Presently I met these folk, and very courteous they were. Dunwal was a tall, very dark, man, who chose to hold that he was beholden to myself for the passage home, when he heard why I was sailing so soon. And his daughter was like him in many ways, being perhaps the very darkest damsel I have ever seen, though she was handsome withal. With them was a priest of the old Western Church, a Cornishman, with his outlandish tonsure. He was somewhat advanced in years, and strangely wild looking at times, though silent. He seemed to be Dunwal's chaplain, or else was a friend who had made the pilgrimage with him. His name was Morfed, they told me.
I do not think that I should have noted him much, but that when he heard my Saxon name he scowled heavily, and drew away from me; and presently, when it came to pass that Howel told Dunwal the news I had brought, I saw his eyes fixed on me in no friendly way as he listened. Nor did he join with his friends in the words of gladness for Owen's return, though indeed I had some thought that theirs might have been warmer. It was almost as if something was held back by the Devon man and his daughter, though why I should think so I could not tell. At all events, their way of receiving the news was not like that of Howel and Nona.
By and by, when we came to sit down at table in the largest room of the palace, bright with fair linen, and silver and gold and glass vessels before us, and soft and warm under foot with rugs on the tiled floor which hardly needed them, as I thought, there was a guest I was pleased to see. Thorgils had ridden from Tenby at the bidding of the princess, as it seemed, and his first words to me were of assurance that all went well for our sailing. The good ship would be ready for the tide of the morrow night. Pleased enough also he was with the chance of new passengers, as may be supposed.
I do not think that I have ever sat at a feast whereat so few were present at the high table, and there were no house-carles at all. Truly, the room was not large enough for what we deem that a king's board should be, but we seemed almost in private. There were not more than thirty guests altogether, but it was pleasant for all that. The princess was on the right of her father, and Mara, the daughter of Dunwal, on his left, but I sat next to Nona, and Dunwal to me again. On the other side of the prince were some of his own nobles, and across the room sat Thorgils next to the Cornish priest, among Welshmen of some lower rank. They seemed an ill-assorted pair, but Thorgils was plainly trying to be friendly with every one in reach of him, and soon I forgot him in the pleasantness of all that went on at our table.
However, by and by Howel said to Nona suddenly, in a low voice:
"Look yonder at the Norseman. He must be talking heathenry to yon priest, for the good man seems well-nigh wild. What can we do?"

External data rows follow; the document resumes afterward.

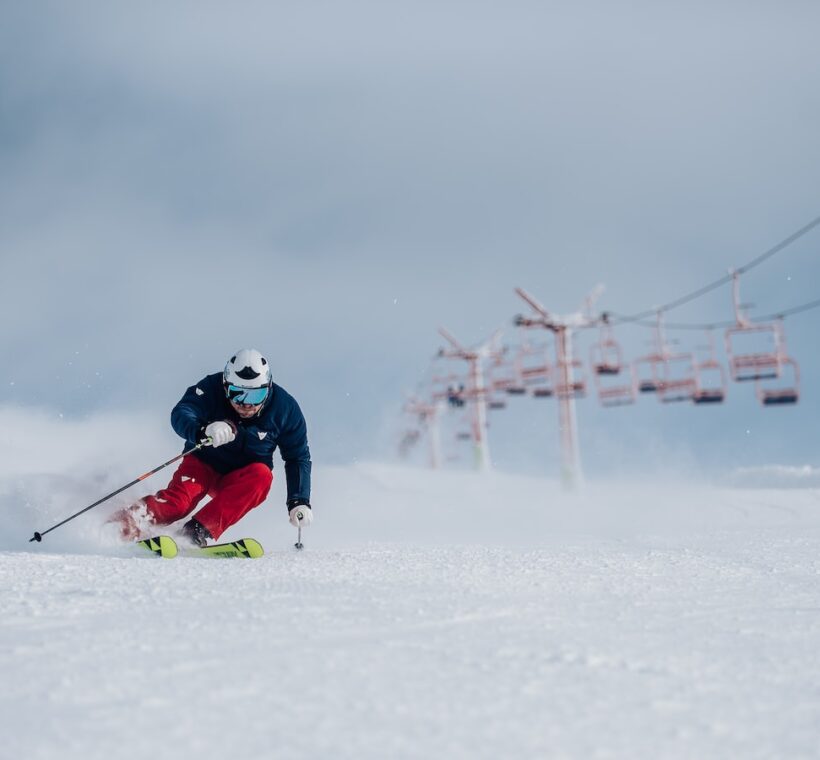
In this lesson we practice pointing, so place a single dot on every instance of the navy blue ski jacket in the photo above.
(280, 423)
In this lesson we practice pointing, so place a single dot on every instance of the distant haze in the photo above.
(330, 182)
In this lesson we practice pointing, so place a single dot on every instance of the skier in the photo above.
(244, 416)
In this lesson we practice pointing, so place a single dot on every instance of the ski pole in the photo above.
(39, 536)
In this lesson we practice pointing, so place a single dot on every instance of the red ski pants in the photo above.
(233, 495)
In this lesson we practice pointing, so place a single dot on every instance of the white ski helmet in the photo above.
(247, 377)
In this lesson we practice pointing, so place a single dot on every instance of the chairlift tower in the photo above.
(475, 392)
(428, 415)
(567, 387)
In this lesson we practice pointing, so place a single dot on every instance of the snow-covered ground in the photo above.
(432, 615)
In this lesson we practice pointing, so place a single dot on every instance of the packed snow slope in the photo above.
(431, 615)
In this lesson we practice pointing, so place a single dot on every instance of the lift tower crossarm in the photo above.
(476, 393)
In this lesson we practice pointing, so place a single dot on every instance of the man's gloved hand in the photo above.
(220, 433)
(300, 515)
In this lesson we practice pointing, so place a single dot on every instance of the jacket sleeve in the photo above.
(190, 414)
(293, 447)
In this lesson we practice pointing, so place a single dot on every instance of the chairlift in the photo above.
(677, 378)
(648, 380)
(605, 356)
(534, 371)
(577, 387)
(755, 350)
(787, 390)
(503, 377)
(616, 394)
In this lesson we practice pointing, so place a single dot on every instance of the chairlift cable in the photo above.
(723, 280)
(721, 325)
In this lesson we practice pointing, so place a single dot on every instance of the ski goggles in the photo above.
(247, 396)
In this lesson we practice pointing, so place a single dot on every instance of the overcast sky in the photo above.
(329, 182)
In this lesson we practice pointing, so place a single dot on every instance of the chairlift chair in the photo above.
(757, 364)
(648, 381)
(677, 378)
(785, 393)
(577, 388)
(754, 365)
(616, 394)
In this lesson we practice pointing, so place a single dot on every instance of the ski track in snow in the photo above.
(431, 616)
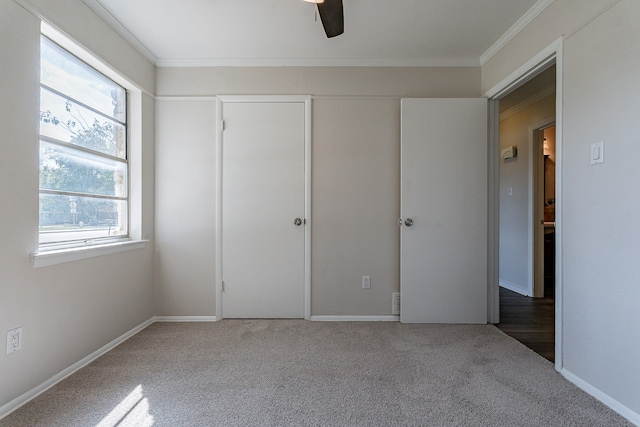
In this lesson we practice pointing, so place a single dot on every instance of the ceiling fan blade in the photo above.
(332, 17)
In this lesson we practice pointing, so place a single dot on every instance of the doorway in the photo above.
(263, 207)
(527, 213)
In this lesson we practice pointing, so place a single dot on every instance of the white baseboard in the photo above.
(515, 288)
(184, 319)
(612, 403)
(36, 391)
(355, 318)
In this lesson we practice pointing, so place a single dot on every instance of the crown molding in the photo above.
(525, 20)
(319, 62)
(111, 20)
(526, 103)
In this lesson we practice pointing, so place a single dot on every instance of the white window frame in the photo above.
(133, 241)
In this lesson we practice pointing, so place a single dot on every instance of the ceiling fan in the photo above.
(332, 16)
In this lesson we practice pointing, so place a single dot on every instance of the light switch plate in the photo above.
(597, 153)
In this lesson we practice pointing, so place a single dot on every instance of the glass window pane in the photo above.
(64, 218)
(67, 74)
(63, 120)
(68, 169)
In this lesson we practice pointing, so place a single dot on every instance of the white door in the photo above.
(444, 198)
(263, 209)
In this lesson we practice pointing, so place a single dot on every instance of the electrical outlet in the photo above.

Truly, the face of Morfed was black as thunder, while that of the Norseman was shining with delight in some long-winded story he was telling. The white-robed servants were clearing the tables at this moment, and the prince's bard, a fine old harper with golden collar and chain, was tuning his little gilded harp as if the time for song had come.
"Make him sing," said Nona. "I bade him here tonight that he might do so. He has some wondrous tale to tell us."

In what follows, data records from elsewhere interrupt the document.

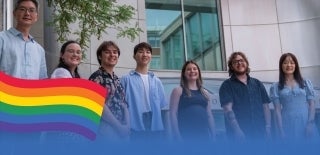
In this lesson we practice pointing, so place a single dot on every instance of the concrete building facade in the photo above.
(262, 29)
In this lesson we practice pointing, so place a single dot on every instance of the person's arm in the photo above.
(211, 122)
(173, 112)
(231, 119)
(277, 110)
(122, 129)
(311, 108)
(311, 116)
(267, 116)
(43, 67)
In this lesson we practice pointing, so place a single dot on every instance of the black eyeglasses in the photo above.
(238, 61)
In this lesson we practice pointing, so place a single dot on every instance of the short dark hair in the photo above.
(232, 57)
(103, 46)
(61, 61)
(36, 3)
(142, 46)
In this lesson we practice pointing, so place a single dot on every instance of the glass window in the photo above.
(180, 32)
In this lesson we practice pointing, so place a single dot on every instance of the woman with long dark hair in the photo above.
(190, 108)
(70, 58)
(293, 99)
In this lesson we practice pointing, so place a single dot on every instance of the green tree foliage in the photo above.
(93, 18)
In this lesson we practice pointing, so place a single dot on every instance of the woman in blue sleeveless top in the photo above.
(293, 99)
(190, 109)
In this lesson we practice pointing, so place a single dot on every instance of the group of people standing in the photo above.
(134, 109)
(245, 102)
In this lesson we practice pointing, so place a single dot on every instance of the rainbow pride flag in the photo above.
(66, 104)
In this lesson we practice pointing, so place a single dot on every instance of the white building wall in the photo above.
(263, 29)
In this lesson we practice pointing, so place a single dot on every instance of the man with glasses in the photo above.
(245, 102)
(20, 55)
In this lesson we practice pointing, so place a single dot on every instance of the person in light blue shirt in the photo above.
(20, 55)
(146, 98)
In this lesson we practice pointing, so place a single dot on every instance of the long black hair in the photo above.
(184, 81)
(296, 74)
(61, 61)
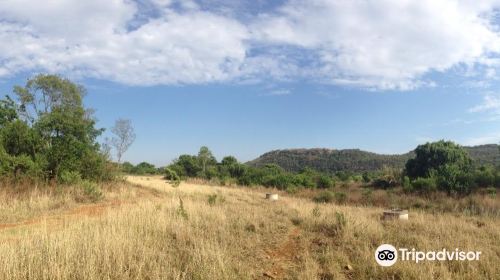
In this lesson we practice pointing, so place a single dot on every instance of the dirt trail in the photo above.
(284, 257)
(83, 210)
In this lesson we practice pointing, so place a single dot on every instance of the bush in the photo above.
(172, 176)
(340, 197)
(325, 182)
(92, 191)
(424, 185)
(324, 197)
(492, 192)
(447, 162)
(70, 177)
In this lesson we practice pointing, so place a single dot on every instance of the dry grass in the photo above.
(237, 235)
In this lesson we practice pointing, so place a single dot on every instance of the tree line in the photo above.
(439, 166)
(47, 134)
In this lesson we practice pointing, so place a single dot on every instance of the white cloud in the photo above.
(385, 43)
(277, 92)
(92, 40)
(379, 44)
(482, 140)
(490, 103)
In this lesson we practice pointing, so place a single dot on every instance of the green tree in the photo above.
(124, 136)
(445, 161)
(205, 158)
(50, 129)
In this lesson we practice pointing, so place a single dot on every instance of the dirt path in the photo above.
(82, 210)
(284, 257)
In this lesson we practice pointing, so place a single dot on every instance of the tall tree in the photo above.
(206, 158)
(52, 131)
(123, 138)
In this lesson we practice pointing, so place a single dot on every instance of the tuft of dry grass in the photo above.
(242, 236)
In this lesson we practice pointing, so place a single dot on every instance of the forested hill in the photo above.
(354, 160)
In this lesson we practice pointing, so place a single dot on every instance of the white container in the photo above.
(395, 214)
(272, 196)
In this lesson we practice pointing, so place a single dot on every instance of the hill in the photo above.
(355, 160)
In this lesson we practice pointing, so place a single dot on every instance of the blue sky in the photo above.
(246, 77)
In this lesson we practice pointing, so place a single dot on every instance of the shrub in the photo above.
(92, 191)
(324, 182)
(70, 177)
(424, 185)
(367, 195)
(324, 197)
(172, 176)
(492, 192)
(340, 197)
(215, 198)
(447, 162)
(181, 211)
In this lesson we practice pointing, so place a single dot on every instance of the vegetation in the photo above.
(151, 236)
(46, 133)
(230, 171)
(448, 167)
(123, 138)
(357, 161)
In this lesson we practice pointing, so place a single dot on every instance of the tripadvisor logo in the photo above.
(387, 255)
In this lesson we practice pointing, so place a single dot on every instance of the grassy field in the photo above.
(146, 229)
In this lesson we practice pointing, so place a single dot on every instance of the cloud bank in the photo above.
(382, 44)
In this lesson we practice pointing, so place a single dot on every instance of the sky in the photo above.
(247, 77)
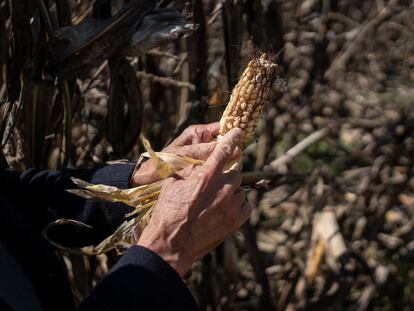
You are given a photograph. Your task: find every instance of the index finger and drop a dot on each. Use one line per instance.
(224, 151)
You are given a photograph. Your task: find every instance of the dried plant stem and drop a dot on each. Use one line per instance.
(299, 148)
(165, 81)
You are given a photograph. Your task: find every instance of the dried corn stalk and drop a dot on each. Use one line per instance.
(259, 83)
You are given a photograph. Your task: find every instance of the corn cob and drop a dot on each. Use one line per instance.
(258, 84)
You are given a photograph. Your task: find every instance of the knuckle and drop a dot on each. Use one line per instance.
(203, 176)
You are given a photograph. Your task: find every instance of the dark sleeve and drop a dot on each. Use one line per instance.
(141, 280)
(41, 197)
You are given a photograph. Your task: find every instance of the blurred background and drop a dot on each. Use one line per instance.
(330, 171)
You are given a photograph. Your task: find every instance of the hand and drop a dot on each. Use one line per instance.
(195, 142)
(198, 209)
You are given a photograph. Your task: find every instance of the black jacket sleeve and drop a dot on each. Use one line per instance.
(141, 280)
(42, 197)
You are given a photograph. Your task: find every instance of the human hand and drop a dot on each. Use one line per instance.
(195, 142)
(198, 209)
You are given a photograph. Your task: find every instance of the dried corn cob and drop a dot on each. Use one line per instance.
(258, 84)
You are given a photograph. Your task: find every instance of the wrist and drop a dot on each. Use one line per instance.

Howel beckoned to the harper, and signed to him, and the old man rose at once and went to Thorgils. It was not the first time that he had sung here, it was plain. Then I noted that the priest was scowling fiercely at myself, and I wondered idly why. I supposed, so far as I troubled to think thereof that he was one of those who hated the very name of Saxon.
Now Thorgils took the harp without demur, smiling at the bard in thanks, and so came forward into the space round which the tables were set, while a silence fell on the company.